This work addresses the tendency of static large language models to repeatedly commit reasoning errors and the limitations of existing retrieval-based experience reuse methods, which suffer from noise, high latency, and reliance solely on similarity matching. To overcome these issues, the authors propose SEAM—a lightweight, executor-specific plug-in module that eschews conventional retrieval mechanisms by internalizing experience into learnable parameters. SEAM generates structured, instance-tailored experience entries via a single forward pass to guide frozen large language models toward improved reasoning. Trained with a utility-driven GRPO algorithm combined with executor rollouts and further refined through supervised fine-tuning on successful trajectory logs, SEAM enables post-deployment performance gains without modifying the main model. Experiments demonstrate significant accuracy improvements across multiple frozen executors on mathematical reasoning benchmarks, with minimal computational overhead, confirming the method’s effectiveness and robustness.

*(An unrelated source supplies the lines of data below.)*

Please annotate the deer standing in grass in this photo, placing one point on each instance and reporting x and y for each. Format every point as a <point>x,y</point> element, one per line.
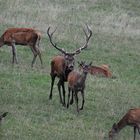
<point>22,36</point>
<point>76,83</point>
<point>131,118</point>
<point>62,65</point>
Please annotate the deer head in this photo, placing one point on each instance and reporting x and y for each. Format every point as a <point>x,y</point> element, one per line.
<point>69,56</point>
<point>84,67</point>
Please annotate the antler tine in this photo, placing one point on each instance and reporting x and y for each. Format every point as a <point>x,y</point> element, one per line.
<point>54,44</point>
<point>88,36</point>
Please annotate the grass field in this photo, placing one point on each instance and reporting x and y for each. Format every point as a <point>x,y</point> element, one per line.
<point>24,92</point>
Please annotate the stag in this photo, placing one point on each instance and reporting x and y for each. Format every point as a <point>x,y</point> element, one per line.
<point>62,65</point>
<point>102,70</point>
<point>22,36</point>
<point>76,83</point>
<point>131,118</point>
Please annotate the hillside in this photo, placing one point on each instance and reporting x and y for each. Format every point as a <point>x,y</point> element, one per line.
<point>24,91</point>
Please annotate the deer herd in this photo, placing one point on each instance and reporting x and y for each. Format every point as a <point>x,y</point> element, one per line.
<point>62,66</point>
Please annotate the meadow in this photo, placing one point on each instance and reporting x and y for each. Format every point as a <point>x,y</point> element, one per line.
<point>24,91</point>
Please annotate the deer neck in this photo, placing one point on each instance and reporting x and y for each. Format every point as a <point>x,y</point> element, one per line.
<point>82,78</point>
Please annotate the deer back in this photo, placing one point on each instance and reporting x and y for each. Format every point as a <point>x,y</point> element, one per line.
<point>58,65</point>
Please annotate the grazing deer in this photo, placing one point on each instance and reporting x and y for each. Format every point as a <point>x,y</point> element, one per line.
<point>76,83</point>
<point>131,118</point>
<point>3,115</point>
<point>22,36</point>
<point>61,66</point>
<point>102,70</point>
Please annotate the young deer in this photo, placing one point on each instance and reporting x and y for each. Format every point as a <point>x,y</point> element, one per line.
<point>22,36</point>
<point>62,65</point>
<point>131,118</point>
<point>76,83</point>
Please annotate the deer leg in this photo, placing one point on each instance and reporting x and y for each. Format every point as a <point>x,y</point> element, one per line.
<point>59,89</point>
<point>83,101</point>
<point>14,54</point>
<point>135,132</point>
<point>35,55</point>
<point>63,88</point>
<point>69,90</point>
<point>76,100</point>
<point>39,54</point>
<point>71,101</point>
<point>52,83</point>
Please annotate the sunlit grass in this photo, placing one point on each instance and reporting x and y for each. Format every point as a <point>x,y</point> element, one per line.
<point>24,91</point>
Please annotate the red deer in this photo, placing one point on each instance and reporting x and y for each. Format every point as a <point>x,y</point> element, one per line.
<point>131,118</point>
<point>22,36</point>
<point>102,70</point>
<point>76,83</point>
<point>3,115</point>
<point>61,66</point>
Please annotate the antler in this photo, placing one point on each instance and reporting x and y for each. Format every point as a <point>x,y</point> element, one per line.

Large language models (LLMs) are largely static and often redo reasoning or repeat mistakes. Prior experience reuse typically relies on external retrieval, which is similarity-based, can introduce noise, and adds latency. We introduce SEAM (Structured Experience Adapter Module), a lightweight, executor-specific plug-in that stores experience in its parameters and generates a structured, instance-tailored experience entry in a single forward pass to guide a frozen LLM executor. SEAM is trained for utility via executor rollouts and GRPO while keeping the executor frozen, and it can be further improved after deployment with supervised fine-tuning on logged successful trajectories. Experiments on mathematical reasoning benchmarks show consistent accuracy gains across executors with low overhead. Extensive ablations and analyses further elucidate the mechanisms underlying SEAM's effectiveness and robustness.